The neural correlates of episodic retrieval ('recollection') have been shown to differ according to the content of retrieved episodes. It has been hypothesized that these content-dependent differences reflect the 'reinstatement' of encoding-related processes or representations at the time of recollection. It remains unclear, however, whether these effects directly reflect the recollection of differential episodic content, as would be predicted by the reinstatement hypothesis, or whether they are instead associated with processes that are contingent on successful recollection. To address this issue, the present study employed event-related potentials (ERPs), permitting the investigation of the temporal dynamics of content-dependent neural effects during retrieval, and in particular, their onset with respect to well-established ERP correlates of recollection, such as the left parietal old-new effect.
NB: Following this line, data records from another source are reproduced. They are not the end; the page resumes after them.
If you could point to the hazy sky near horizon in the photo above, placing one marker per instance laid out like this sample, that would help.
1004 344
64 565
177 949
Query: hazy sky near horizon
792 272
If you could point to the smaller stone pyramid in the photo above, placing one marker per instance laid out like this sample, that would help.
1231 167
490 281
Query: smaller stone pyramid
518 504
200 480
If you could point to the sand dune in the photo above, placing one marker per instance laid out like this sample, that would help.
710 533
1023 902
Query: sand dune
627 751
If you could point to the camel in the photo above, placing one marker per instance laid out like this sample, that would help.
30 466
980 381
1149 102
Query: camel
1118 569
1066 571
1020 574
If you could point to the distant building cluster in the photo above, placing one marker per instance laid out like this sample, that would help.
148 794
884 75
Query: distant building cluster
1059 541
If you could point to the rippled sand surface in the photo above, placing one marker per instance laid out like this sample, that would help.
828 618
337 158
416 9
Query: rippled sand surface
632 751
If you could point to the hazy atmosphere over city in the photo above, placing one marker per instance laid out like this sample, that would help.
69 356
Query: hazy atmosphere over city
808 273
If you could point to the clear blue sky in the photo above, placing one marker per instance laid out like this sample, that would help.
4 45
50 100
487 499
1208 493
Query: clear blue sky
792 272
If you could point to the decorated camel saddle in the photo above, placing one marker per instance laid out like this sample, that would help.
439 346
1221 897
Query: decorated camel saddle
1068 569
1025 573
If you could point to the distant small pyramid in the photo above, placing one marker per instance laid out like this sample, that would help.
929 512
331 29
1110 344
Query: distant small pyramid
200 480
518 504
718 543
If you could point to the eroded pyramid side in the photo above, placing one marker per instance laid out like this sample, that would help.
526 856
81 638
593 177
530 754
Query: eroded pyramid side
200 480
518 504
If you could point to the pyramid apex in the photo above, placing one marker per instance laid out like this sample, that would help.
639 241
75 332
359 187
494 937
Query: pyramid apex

Subjects studied a series of words that were each presented in the context of one of two encoding tasks. One task required the covert generation of a sentence incorporating each word, whereas the other required imagining the object corresponding to each word within a superimposed scenic picture. Memory for the words was subsequently tested with the 'remember/know' procedure. ERPs elicited by recollected words differed according to the prior encoding history of the word, beginning at approximately 300 ms following word onset. These content-dependent ERP differences were maximal over the anterior scalp and, importantly, onset as early as the left parietal old-new effect. The findings demonstrate that content-dependent neural activity during retrieval can occur in a timeframe that is compatible with a direct role in the recollection and representation of episodic information.